Saturday, July 2, 2016

Parshat Bchukotai, 1st Portion, Leviticus 26:3-5, May 29, 2016

“If you follow My statutes and observe My commandments and perform them,
I will give your rains in their time, the Land will yield its produce, and the tree of the field will give forth its fruit.” (Leviticus 26:3-4)
Initially before I started reading the Torah I read this as a false promise. You don’t have to be alive very long to learn that bad things happen to good people (as the book title suggests).

And God says, “and I will...” not “and I may...”

I can imagine that many have turned from God because of this empty promise. Some say that they can’t be Jews because of the Holocaust. How could he have let that happen?

If a drought comes, one could doubt whether they followed “My statutes and observe My commandments...” carefully enough.

As a contract, this (on the surface) sucks... (sorry for the language).

Is it a Zen koan? 

I used to trick my kids. I’d tell them if they cleaned their room I’d take them to McDonalds. They’d do the job, and then tell me they were ready to go. I’d say, “I didn’t say’” Soon they learned to ask “when” before they cleaned their room. And soon they learned to also ask if they could buy anything besides orange juice. If they had not of turned out so well they could have blamed their abusive dad.

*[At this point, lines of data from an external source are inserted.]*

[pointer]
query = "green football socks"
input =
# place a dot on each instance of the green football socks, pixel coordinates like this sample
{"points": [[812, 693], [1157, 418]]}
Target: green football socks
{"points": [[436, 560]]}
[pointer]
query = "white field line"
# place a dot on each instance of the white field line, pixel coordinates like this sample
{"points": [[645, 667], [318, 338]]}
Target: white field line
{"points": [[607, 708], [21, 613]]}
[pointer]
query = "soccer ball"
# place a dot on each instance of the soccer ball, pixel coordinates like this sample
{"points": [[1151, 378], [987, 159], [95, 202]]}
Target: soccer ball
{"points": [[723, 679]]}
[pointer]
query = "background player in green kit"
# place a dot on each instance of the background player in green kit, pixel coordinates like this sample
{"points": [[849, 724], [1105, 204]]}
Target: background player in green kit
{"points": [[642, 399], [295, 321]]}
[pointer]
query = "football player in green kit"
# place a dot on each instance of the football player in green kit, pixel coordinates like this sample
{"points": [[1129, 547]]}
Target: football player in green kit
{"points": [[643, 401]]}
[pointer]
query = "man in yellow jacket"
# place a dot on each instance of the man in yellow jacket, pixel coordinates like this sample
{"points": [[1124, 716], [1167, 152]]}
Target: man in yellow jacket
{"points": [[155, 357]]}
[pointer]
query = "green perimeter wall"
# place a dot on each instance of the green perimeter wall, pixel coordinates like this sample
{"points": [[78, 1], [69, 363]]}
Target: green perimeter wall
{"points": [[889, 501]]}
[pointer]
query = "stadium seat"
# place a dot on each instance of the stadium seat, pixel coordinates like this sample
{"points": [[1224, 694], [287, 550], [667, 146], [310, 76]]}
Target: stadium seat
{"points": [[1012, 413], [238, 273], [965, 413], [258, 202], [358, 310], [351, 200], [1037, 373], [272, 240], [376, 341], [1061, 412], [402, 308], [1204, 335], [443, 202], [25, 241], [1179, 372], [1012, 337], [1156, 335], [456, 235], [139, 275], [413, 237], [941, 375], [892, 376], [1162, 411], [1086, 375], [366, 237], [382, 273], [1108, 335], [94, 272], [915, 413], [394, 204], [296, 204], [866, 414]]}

Is this a false promise to make kids behave? Some say this Torah verse is about social engineering. But did anyone believe it?

Buddha said the same thing... that 
“So awake, reflect, watch.
Work with care and attention.
Live in the way, and the light will grow in you.” (From the Dharmapada)
though this also gives a clue of the benefit of “right action.” It may not change our external world, but our inner world will be much better. We will not stop “sickness, old age, and death.” But the “we” will become (or return to) a person that can be “ennobled” by life itself. 

Should the Torah have been more explicit? 

I asked Rabbi Baker how he’d present this portion to a kid. They know that sometimes you do the right thing and the wrong thing happens.

He started to talk about how our actions affect the environment, including the rain. I realized then that the “you” referred both to the individual and the community. Our single vote rarely matters, but our collective vote is like a tornado. So it all becomes an interesting quandary. Do you make a difference? Does one drop of gas removed from your gas tank cause you to run out of gas? Of course not. Yet a small hole in your tank will cause you to run out of gas... one drop at a time.